Oh Mamma Mia, It's "Mamma Mia!"

Meryl Streep, Christine Baranski, Julie Walters and frieds in the ABBA musical "Mamma Mia!"
Universal Pictures
The ABBA song "SOS," from the just-opened movie "Mamma Mia!," turns out to be appropriate, as our critic David Edelstein is in distress …

Like many people - billions, it seems - I've always had a soft spot for the songs of the Swedish group ABBA, even though they're sort of like Supremes numbers if the composer and lyricist were lobotomized and the singers learned English phonetically.

They're hits because it takes too much effort to get them out of your head!

No, that's unfair. At their best, in "Take a Chance on Me" and "Dancing Queen," they're ecstatically mindless - transcendental pop.

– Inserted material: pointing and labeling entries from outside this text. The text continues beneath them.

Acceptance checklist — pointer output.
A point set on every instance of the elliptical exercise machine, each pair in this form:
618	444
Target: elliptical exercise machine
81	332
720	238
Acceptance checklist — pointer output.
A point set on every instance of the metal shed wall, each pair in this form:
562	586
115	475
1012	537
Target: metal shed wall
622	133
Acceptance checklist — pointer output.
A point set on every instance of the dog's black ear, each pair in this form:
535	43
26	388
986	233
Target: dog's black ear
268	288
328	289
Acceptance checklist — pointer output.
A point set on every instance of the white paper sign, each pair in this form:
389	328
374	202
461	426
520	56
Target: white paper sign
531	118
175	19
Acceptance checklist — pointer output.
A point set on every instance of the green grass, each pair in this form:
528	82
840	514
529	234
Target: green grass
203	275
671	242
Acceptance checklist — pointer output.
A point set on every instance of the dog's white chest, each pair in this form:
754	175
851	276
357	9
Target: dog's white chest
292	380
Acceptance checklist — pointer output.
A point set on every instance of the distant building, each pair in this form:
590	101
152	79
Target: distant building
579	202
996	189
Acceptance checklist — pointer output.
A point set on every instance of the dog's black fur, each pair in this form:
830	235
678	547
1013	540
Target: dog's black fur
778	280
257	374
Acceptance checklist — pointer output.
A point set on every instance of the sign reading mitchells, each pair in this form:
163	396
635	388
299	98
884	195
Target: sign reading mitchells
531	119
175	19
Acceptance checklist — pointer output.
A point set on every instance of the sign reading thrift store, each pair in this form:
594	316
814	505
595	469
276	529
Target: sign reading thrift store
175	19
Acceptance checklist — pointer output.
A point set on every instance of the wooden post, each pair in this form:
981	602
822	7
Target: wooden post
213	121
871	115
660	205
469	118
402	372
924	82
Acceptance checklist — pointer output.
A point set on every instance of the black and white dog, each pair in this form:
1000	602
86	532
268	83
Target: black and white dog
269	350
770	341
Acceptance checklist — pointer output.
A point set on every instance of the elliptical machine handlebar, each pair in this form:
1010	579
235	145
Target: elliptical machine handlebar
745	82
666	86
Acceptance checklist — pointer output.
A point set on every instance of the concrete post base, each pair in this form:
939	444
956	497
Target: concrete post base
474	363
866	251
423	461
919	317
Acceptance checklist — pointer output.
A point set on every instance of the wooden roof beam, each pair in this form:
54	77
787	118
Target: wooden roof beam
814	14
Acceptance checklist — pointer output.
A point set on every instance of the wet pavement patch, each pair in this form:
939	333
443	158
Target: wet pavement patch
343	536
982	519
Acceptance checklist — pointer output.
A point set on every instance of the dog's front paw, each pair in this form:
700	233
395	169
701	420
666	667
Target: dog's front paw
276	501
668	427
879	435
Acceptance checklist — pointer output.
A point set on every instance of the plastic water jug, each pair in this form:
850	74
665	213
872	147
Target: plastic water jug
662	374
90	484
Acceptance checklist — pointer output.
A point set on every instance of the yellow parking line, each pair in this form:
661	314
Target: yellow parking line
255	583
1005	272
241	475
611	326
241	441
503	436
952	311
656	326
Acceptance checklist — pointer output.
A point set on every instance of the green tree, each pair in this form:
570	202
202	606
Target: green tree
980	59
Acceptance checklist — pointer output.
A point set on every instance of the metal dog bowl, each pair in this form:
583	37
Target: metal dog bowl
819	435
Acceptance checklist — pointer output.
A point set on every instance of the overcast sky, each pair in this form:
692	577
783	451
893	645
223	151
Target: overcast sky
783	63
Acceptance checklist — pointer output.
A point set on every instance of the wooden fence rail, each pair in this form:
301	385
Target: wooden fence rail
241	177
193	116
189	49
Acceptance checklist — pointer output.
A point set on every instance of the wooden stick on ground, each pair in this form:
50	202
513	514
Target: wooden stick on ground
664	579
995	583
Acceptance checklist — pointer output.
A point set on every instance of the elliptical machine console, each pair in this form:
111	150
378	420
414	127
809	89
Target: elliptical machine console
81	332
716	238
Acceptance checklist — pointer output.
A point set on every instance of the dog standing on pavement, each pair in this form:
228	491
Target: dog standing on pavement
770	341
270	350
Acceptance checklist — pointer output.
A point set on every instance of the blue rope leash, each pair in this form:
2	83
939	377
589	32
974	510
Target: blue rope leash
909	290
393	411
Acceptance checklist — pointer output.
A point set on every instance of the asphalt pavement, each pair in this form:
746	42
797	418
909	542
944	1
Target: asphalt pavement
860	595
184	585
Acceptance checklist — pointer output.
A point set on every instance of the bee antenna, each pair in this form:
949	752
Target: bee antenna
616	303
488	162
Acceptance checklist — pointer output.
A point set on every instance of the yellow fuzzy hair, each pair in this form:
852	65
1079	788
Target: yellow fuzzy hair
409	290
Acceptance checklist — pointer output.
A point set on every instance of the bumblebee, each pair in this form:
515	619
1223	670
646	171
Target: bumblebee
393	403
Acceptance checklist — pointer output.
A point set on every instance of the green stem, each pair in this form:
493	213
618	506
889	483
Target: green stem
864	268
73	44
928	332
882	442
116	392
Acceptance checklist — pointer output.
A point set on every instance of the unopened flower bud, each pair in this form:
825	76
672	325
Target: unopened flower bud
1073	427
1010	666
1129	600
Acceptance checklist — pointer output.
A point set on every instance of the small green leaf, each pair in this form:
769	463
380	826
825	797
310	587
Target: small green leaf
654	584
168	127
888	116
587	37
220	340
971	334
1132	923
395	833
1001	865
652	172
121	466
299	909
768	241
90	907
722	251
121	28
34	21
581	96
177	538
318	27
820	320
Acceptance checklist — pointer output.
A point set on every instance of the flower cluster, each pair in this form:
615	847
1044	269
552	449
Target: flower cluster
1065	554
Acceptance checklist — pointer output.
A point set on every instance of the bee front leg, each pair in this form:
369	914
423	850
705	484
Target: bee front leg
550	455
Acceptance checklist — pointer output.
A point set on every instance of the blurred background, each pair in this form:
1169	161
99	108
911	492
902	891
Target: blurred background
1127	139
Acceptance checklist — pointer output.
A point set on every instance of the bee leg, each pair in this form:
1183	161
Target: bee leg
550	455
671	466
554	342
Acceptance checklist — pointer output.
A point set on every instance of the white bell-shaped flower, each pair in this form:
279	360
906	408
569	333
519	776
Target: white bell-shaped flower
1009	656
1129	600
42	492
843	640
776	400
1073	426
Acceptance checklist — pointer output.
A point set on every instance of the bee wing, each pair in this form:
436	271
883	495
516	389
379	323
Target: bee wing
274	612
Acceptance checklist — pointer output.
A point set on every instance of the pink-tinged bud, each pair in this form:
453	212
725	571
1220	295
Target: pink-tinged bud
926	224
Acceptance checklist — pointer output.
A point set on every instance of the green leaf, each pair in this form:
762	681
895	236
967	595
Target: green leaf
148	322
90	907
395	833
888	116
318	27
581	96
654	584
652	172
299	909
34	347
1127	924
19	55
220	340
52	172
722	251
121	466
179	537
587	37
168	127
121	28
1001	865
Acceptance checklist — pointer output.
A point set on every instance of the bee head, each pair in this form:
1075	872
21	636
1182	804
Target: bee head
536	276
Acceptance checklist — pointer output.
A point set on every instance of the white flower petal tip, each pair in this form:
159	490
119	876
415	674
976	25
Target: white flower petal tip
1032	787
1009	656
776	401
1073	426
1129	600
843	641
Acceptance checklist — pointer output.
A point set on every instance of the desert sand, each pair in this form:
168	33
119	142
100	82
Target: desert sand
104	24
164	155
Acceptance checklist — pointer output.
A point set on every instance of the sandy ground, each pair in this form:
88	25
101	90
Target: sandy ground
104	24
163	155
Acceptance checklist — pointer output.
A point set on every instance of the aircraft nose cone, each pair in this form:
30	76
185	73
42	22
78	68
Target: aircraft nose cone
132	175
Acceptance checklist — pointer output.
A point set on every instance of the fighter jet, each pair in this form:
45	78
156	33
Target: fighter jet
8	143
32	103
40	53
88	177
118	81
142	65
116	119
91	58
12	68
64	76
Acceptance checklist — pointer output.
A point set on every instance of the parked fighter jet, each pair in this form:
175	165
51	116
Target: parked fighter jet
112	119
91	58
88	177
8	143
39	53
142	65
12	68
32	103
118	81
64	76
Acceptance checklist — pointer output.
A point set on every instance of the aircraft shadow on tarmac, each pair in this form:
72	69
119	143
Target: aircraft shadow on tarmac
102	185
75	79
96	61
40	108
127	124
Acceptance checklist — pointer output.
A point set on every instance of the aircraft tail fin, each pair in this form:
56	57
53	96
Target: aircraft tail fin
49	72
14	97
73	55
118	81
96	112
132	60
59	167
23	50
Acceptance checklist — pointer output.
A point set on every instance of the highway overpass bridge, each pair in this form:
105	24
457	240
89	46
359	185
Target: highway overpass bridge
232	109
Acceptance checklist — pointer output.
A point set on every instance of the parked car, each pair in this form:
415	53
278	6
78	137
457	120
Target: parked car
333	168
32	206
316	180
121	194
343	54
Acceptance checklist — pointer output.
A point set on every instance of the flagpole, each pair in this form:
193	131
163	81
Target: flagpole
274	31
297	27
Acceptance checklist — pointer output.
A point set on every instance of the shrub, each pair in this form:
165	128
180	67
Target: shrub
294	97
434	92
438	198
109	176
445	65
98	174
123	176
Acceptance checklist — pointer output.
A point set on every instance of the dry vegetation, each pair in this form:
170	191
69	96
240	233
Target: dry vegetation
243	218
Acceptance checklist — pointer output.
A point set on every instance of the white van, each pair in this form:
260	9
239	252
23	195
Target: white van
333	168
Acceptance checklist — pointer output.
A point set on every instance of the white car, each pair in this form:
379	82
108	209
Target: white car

But hearing ABBA onscreen in a film directed by someone who doesn't know how to direct a film, sung by non-singers and danced by non-dancers, and featuring Meryl Streep trying to look as if she's just having the best time, is like being trapped in a sensory deprivation tank … except the radio is blasting and you can't-make-it-stop.

The movie is set in what travel guides call a "sun-drenched" Greek island, where Streep is a single mom with a golden halo and does so much fake laughing she must have had hits of nitrous oxide between takes.

Golden girl Amanda Seyfried plays her 20-year-old daughter, who's about to get married and wants to know which of the three men her mom had sex with the summer before she was born is her dad. They are Colin Firth, Stellan Skarsgaard and Pierce Brosnan, whose voice in song is the closest a human has come to a water buffalo.

None of those ABBA hits have anything to do with the plot: They're generic, shoehorned in, and when the characters sing they don't reveal more of themselves. They become more simple-minded.

Which shouldn't matter, right? It didn't on stage, where you could surrender to the singing and dancing (except the dancing here is jaw-droppingly lame; it's all skipping along cliff paths waving arms).

Amanda Seyfried is a radiant object and can sing. And Streep gives herself to the songs. I saw her do stage musicals in her twenties; she has a good voice and knows how to put it over.

But numbers as terrible as "The Winner Takes It All" require a certain lack of wit that this great actress, try as she might, can't muster.

See "Mamma Mia!" if you're prepared to work very hard to achieve a state of anti-enlightenment.